12b6fb38 791fe901 0e3c5b08 00000000 00000000 mscorsvr!GCHeap::WaitUntilGCComplete+0x4f

12b6fb48 792b2ad1 0ce40000 00000000 00000000 mscorsvr!Thread::RareDisablePreemptiveGC+0xb5

12b6fbf4 79258ec2 0ce40000 00000003 00000000 mscorsvr!SystemDomain::RunDllMain+0x7d

12b6fe7c 7917daa0 00000001 00000003 00000000 mscorsvr!ExecuteDLL+0x3c0

12b6fe94 7c82257a 0ce40000 00000003 00000000 mscoree!_CorDllMain+0x40

The badboy can be seen has the dll in the first argument into mscoree!_CorDllMain. In this case it is 0Ce40000. This address correspond to my badboy dll. In our case since this was a custom dll the solution was the development team to fix it.

0:136> lmvm badboydll

start end module name

0ce40000 0ce48000 badboydll (deferred)

This kind of deadlock between the loader lock and GC is a known issue and you can see more details in here:Mixed DLL Loading Problem.

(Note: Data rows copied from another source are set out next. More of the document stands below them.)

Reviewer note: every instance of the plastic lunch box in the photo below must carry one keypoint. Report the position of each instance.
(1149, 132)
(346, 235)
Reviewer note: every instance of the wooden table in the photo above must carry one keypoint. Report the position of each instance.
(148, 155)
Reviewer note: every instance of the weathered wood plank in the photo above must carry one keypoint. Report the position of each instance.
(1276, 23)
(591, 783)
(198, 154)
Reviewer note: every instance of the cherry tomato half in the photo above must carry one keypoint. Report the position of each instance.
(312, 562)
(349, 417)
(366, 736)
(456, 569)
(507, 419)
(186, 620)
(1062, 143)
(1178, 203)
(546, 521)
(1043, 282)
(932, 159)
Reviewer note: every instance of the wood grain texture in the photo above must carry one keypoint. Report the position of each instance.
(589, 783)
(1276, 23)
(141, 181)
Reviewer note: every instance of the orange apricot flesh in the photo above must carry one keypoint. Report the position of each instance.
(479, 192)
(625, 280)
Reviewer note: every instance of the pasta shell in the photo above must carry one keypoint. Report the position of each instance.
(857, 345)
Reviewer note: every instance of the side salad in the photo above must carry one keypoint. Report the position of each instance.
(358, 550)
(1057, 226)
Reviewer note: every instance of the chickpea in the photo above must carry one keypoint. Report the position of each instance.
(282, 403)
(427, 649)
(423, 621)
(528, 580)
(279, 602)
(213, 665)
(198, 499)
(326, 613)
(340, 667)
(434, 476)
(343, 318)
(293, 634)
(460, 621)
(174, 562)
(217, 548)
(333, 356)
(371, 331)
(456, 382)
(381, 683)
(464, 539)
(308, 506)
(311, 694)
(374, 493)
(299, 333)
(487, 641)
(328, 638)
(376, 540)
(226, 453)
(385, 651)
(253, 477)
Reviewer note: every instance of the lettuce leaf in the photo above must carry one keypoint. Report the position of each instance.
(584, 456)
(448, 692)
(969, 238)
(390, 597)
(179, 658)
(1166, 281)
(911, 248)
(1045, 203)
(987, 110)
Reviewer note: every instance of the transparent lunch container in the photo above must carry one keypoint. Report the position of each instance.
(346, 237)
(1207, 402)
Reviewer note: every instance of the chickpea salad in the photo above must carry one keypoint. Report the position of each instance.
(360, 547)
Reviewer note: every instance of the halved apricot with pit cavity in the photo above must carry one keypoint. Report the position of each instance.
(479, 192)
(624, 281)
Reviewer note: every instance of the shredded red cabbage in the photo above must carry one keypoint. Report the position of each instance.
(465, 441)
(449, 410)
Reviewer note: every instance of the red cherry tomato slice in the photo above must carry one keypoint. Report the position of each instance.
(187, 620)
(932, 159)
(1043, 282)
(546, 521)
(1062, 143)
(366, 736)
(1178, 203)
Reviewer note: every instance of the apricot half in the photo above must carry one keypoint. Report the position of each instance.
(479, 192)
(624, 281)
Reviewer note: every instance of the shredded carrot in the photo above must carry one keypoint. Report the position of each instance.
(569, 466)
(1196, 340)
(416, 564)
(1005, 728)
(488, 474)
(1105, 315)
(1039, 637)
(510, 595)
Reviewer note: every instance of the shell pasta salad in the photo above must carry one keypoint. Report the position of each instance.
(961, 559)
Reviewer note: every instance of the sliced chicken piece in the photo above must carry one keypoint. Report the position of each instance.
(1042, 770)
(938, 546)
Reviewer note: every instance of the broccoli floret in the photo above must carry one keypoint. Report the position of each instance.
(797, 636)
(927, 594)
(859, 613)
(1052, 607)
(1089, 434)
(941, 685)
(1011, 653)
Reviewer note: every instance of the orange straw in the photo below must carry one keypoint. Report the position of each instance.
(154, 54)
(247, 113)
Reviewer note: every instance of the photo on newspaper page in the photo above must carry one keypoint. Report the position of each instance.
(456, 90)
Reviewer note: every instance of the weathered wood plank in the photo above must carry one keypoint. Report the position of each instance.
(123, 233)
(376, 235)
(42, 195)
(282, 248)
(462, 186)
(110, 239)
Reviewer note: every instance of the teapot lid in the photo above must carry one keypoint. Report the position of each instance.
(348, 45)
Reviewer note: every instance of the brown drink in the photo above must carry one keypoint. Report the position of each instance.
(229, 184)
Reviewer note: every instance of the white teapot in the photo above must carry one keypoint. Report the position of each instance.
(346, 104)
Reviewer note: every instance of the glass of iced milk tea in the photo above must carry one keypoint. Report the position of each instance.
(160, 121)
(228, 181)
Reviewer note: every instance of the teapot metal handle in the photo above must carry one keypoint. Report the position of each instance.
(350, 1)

Also Tess (http://blogs.msdn.com/tess) has wrote a very good article on this (and how valuable it was to me to troubleshoot this issue. You can see this article here: .NET Hang Case Study: The GC-Loader Lock Deadlock (a story of mixed mode dlls).